Der Priester der Göttin Kot Fresserin gab dem Mädchen nicht einmal Gelegenheit, sich in den Augen der Göttin von allen Missetaten reinzuwaschen. Unter dem Vorwand, besonders freundlich zu ihr zu sein, bot er ihr eine Tasse Schokolade an – »um Eure Nerven zu beruhigen, meine Tochter« –, unter die er einen Absud der Toloátzin-Pflanze gemischt hatte, die einen mächtigen Schlaftrunk ergibt. Wahrscheinlich verlor Jadestein Puppe das Bewußtsein, noch ehe sie all die Missetaten aufgezählt, die sie vor ihrem zehnten Lebensjahr begangen hatte, und so ging sie immer noch mit viel Schuld beladen in den Tod.

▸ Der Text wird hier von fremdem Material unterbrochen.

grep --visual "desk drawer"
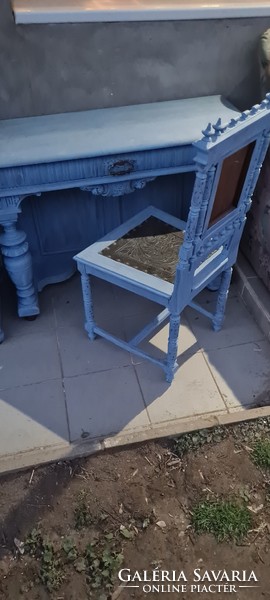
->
[0,145,194,195]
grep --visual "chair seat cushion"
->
[101,216,184,283]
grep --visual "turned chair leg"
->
[165,314,181,383]
[81,273,96,341]
[212,267,232,331]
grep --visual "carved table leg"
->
[0,205,40,317]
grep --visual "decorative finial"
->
[250,104,260,115]
[240,110,250,121]
[202,123,213,138]
[229,119,238,127]
[213,117,228,135]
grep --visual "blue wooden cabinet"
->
[0,96,238,316]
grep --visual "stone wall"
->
[0,0,270,119]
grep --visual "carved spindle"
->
[166,314,180,383]
[81,270,96,341]
[212,268,232,331]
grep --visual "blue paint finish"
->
[0,96,238,316]
[74,94,270,383]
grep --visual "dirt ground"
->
[0,421,270,600]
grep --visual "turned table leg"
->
[0,198,40,317]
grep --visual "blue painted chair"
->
[74,94,270,383]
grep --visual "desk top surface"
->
[0,96,239,168]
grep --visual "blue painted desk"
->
[0,96,238,316]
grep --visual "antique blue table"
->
[0,96,238,317]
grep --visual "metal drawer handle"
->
[109,160,135,176]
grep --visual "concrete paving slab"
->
[0,379,69,456]
[0,330,61,389]
[64,366,150,441]
[136,352,227,423]
[205,341,270,410]
[185,292,264,350]
[123,312,200,364]
[0,260,270,472]
[57,318,131,377]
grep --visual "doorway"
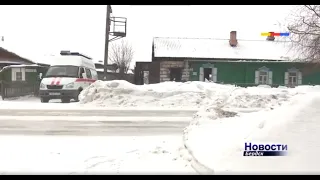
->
[170,68,182,82]
[203,68,212,81]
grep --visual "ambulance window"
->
[86,68,92,79]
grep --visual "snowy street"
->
[0,135,195,175]
[0,81,320,174]
[0,101,195,174]
[0,109,194,136]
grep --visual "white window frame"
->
[255,66,272,85]
[284,68,302,87]
[11,67,26,81]
[199,66,218,82]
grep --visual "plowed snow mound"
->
[79,80,294,108]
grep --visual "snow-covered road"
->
[0,109,194,136]
[0,107,195,174]
[0,135,196,175]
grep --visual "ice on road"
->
[0,136,196,174]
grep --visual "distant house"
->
[0,47,47,99]
[135,31,320,86]
[0,47,34,68]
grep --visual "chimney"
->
[229,31,238,47]
[267,32,275,41]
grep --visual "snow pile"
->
[184,90,320,174]
[79,80,294,108]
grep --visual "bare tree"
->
[109,40,134,75]
[288,5,320,62]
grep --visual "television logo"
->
[243,143,288,156]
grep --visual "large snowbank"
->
[79,80,295,108]
[184,86,320,174]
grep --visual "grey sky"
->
[0,5,293,65]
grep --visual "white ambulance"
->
[39,51,98,103]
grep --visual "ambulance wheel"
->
[61,98,70,103]
[40,97,50,103]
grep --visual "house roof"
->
[0,47,34,64]
[153,37,299,61]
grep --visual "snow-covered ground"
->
[184,86,320,174]
[0,81,320,174]
[0,136,195,174]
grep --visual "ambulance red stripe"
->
[56,78,61,85]
[76,78,96,82]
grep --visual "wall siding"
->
[189,61,320,85]
[160,61,190,82]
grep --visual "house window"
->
[259,71,268,84]
[284,68,302,87]
[255,67,272,85]
[288,72,298,85]
[16,72,22,81]
[11,67,26,81]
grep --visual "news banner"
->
[243,142,288,156]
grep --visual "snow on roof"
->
[0,64,39,72]
[153,37,298,61]
[0,45,34,64]
[93,59,104,65]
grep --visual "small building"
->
[0,47,47,98]
[135,31,320,86]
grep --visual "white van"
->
[39,51,98,103]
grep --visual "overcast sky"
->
[0,5,294,66]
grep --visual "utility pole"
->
[103,5,127,80]
[104,5,112,79]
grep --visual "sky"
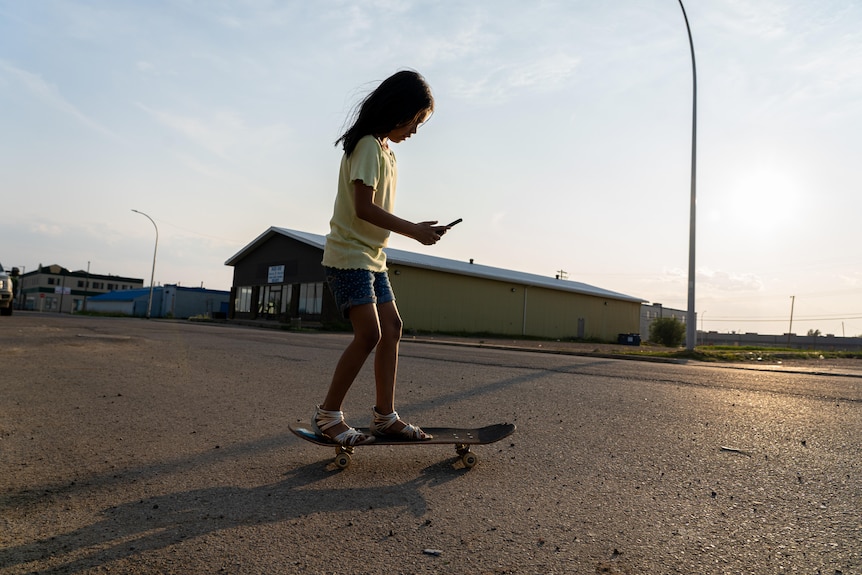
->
[0,0,862,337]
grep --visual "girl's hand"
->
[412,220,446,246]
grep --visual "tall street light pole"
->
[132,210,159,319]
[678,0,697,351]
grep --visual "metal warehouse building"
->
[225,227,644,341]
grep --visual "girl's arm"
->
[353,180,445,246]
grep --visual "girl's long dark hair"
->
[335,70,434,156]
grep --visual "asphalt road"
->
[0,313,862,575]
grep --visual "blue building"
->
[87,284,230,319]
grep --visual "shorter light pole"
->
[132,210,159,319]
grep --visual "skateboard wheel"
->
[335,452,350,469]
[461,452,479,469]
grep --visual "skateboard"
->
[290,423,515,469]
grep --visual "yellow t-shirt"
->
[323,136,398,272]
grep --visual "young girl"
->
[312,71,447,445]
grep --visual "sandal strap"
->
[374,408,401,433]
[371,407,431,441]
[311,405,344,434]
[311,405,374,446]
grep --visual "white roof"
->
[225,226,646,303]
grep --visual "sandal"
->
[369,407,434,441]
[311,405,374,447]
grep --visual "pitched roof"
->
[225,226,646,303]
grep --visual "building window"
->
[257,285,292,315]
[234,286,251,313]
[298,282,323,314]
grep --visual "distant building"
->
[19,264,144,313]
[225,227,644,341]
[640,303,686,341]
[87,284,230,319]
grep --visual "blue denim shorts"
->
[324,267,395,319]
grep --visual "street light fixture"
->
[132,210,159,319]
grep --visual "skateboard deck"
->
[290,423,515,469]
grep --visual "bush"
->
[649,317,685,347]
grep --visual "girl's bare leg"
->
[374,301,403,416]
[320,304,381,437]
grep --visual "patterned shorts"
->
[325,267,395,319]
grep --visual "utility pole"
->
[787,295,796,347]
[679,0,697,351]
[132,210,159,319]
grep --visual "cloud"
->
[452,52,581,103]
[0,60,120,140]
[697,268,763,292]
[136,103,290,160]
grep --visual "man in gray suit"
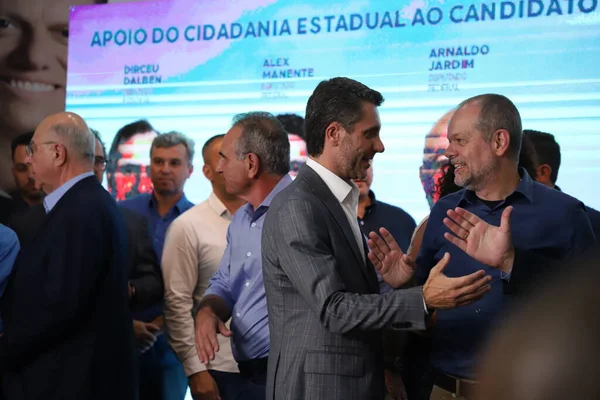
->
[262,78,490,400]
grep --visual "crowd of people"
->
[0,78,600,400]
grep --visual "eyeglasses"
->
[94,157,108,171]
[25,142,57,157]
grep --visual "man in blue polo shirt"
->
[416,94,595,400]
[119,132,194,400]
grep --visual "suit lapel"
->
[296,165,379,290]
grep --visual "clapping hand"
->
[368,228,415,289]
[444,206,515,273]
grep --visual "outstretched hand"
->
[444,206,515,273]
[368,228,415,289]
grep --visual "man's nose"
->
[374,138,385,153]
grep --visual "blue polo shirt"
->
[416,168,595,379]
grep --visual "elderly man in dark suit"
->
[0,112,136,400]
[262,78,489,400]
[91,129,164,353]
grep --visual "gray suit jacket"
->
[262,165,425,400]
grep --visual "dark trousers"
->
[209,370,266,400]
[210,358,267,400]
[139,335,188,400]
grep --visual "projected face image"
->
[0,0,94,186]
[106,131,157,201]
[419,111,454,207]
[288,134,308,178]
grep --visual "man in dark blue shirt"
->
[0,224,21,334]
[523,129,600,245]
[119,132,194,400]
[416,94,595,399]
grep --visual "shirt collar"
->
[306,158,358,203]
[208,192,231,219]
[44,171,94,214]
[366,190,377,210]
[458,167,533,206]
[148,192,190,214]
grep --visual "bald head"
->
[33,112,95,163]
[28,112,96,193]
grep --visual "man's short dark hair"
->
[10,132,33,161]
[277,114,306,139]
[232,111,290,176]
[202,133,225,164]
[523,129,560,184]
[458,94,523,159]
[305,78,383,156]
[90,128,108,157]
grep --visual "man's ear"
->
[325,121,344,147]
[244,153,260,179]
[52,144,67,166]
[202,164,214,182]
[535,164,554,187]
[492,129,510,157]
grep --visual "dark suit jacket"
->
[262,165,425,400]
[119,207,164,310]
[7,205,164,310]
[0,177,137,400]
[0,195,14,225]
[7,204,46,248]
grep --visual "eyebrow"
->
[363,125,381,135]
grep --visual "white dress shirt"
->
[162,193,238,376]
[306,158,365,260]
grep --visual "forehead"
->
[95,139,106,157]
[448,103,481,136]
[0,0,94,23]
[355,102,381,129]
[14,144,27,163]
[152,144,187,159]
[221,125,242,151]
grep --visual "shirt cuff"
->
[500,269,512,282]
[182,356,208,378]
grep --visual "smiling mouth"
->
[2,78,60,92]
[452,163,465,171]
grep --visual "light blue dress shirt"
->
[205,175,292,362]
[44,171,94,214]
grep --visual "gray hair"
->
[150,131,194,164]
[457,93,523,159]
[51,123,96,160]
[232,111,290,176]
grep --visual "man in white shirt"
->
[162,135,244,400]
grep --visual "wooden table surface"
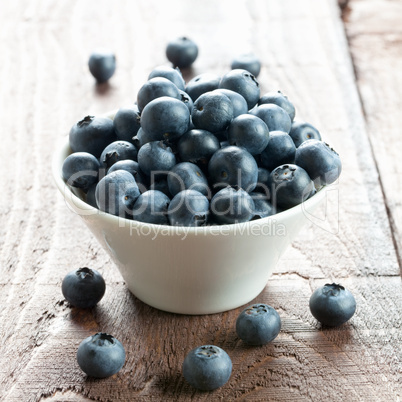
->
[0,0,402,401]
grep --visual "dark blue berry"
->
[258,91,296,121]
[99,140,138,170]
[236,304,281,346]
[69,116,117,158]
[62,152,100,191]
[213,88,248,118]
[61,267,106,308]
[95,170,140,217]
[219,69,260,110]
[141,96,190,141]
[166,36,198,68]
[77,332,126,378]
[137,77,181,112]
[251,103,292,133]
[186,73,221,102]
[168,190,209,226]
[133,190,170,225]
[208,145,258,192]
[310,283,356,327]
[295,140,342,187]
[211,187,255,224]
[148,66,186,91]
[191,91,233,133]
[177,129,220,169]
[113,105,141,142]
[228,114,269,155]
[138,141,176,176]
[167,162,210,196]
[88,50,116,83]
[261,131,296,171]
[183,345,232,391]
[289,121,321,148]
[269,164,314,209]
[230,53,261,78]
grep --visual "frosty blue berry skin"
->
[289,121,321,148]
[236,303,281,346]
[62,152,100,191]
[69,116,117,158]
[309,283,356,327]
[61,267,106,308]
[268,164,314,209]
[295,139,342,187]
[166,36,198,68]
[88,50,116,83]
[77,332,126,378]
[182,345,232,391]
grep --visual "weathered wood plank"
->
[345,0,402,266]
[0,0,402,401]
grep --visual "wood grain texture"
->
[0,0,402,401]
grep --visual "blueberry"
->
[113,105,141,142]
[254,167,270,197]
[230,53,261,77]
[148,66,186,91]
[179,89,194,114]
[177,129,220,169]
[236,304,281,346]
[168,190,209,226]
[211,187,255,224]
[138,141,176,176]
[62,152,100,191]
[137,77,181,112]
[219,69,260,110]
[166,36,198,68]
[228,114,269,155]
[88,50,116,83]
[251,103,292,133]
[167,162,210,196]
[191,91,233,133]
[183,345,232,391]
[95,170,140,217]
[213,88,248,118]
[61,267,106,308]
[310,283,356,327]
[77,332,126,378]
[289,121,321,148]
[269,164,314,209]
[250,192,276,219]
[261,131,296,171]
[258,91,296,121]
[99,140,138,169]
[186,73,221,102]
[107,159,148,193]
[133,190,170,225]
[69,116,117,158]
[208,145,258,192]
[141,96,190,141]
[295,140,342,186]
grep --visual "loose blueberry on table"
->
[77,332,126,378]
[61,267,106,308]
[309,283,356,327]
[236,303,281,346]
[183,345,232,391]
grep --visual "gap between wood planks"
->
[338,0,402,275]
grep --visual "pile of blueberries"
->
[62,48,341,226]
[62,267,356,391]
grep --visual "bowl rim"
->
[51,116,334,236]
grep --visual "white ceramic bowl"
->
[52,121,328,314]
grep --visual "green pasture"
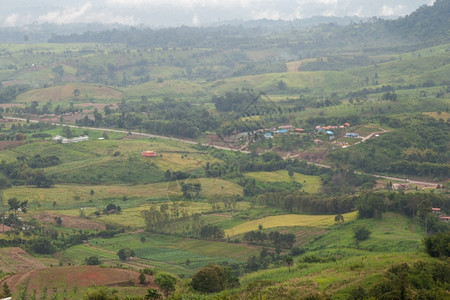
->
[99,199,212,228]
[225,212,357,237]
[90,234,248,270]
[245,170,321,194]
[15,83,123,103]
[61,244,119,265]
[240,251,431,299]
[124,78,206,98]
[308,212,424,252]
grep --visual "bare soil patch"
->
[0,247,45,273]
[33,212,106,230]
[6,266,154,295]
[0,141,24,150]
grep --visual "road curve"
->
[4,117,438,186]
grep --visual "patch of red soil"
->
[33,212,106,230]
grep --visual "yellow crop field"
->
[3,182,171,205]
[99,201,211,228]
[152,151,218,171]
[16,84,123,102]
[245,170,321,194]
[225,212,358,237]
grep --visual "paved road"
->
[4,117,438,186]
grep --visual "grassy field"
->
[225,212,357,237]
[90,234,251,272]
[3,178,242,210]
[15,84,124,104]
[241,251,430,300]
[245,170,321,194]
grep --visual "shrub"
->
[117,248,136,260]
[86,256,101,266]
[153,272,177,297]
[191,264,228,293]
[353,226,372,241]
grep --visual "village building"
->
[278,125,294,130]
[345,132,359,138]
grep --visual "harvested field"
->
[33,212,106,230]
[0,247,45,273]
[6,266,154,299]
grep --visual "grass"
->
[3,178,242,211]
[15,84,123,104]
[245,170,321,194]
[90,234,250,273]
[225,212,357,237]
[241,252,430,299]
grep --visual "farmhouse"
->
[345,132,359,137]
[278,125,294,130]
[264,132,273,139]
[314,139,323,145]
[392,183,409,190]
[52,135,89,144]
[431,207,441,216]
[141,151,156,157]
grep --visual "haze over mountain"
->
[0,0,434,27]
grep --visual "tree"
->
[334,214,344,250]
[353,226,371,242]
[53,217,62,226]
[3,282,11,297]
[191,264,228,293]
[86,256,101,266]
[284,255,294,272]
[138,270,147,284]
[117,248,136,260]
[144,289,161,300]
[423,231,450,258]
[153,272,177,297]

Sie wurde in den Irrgarten des Palasts getragen, von dem ich Euch bereits gesprochen habe, wo man sie all ihrer Kleider entledigte. Dann schleifte der alte Gärtner, der allein die geheimen Wege kannte, sie in die Mitte des Irrgartens, wo Pactlis Leichnam bereits lag.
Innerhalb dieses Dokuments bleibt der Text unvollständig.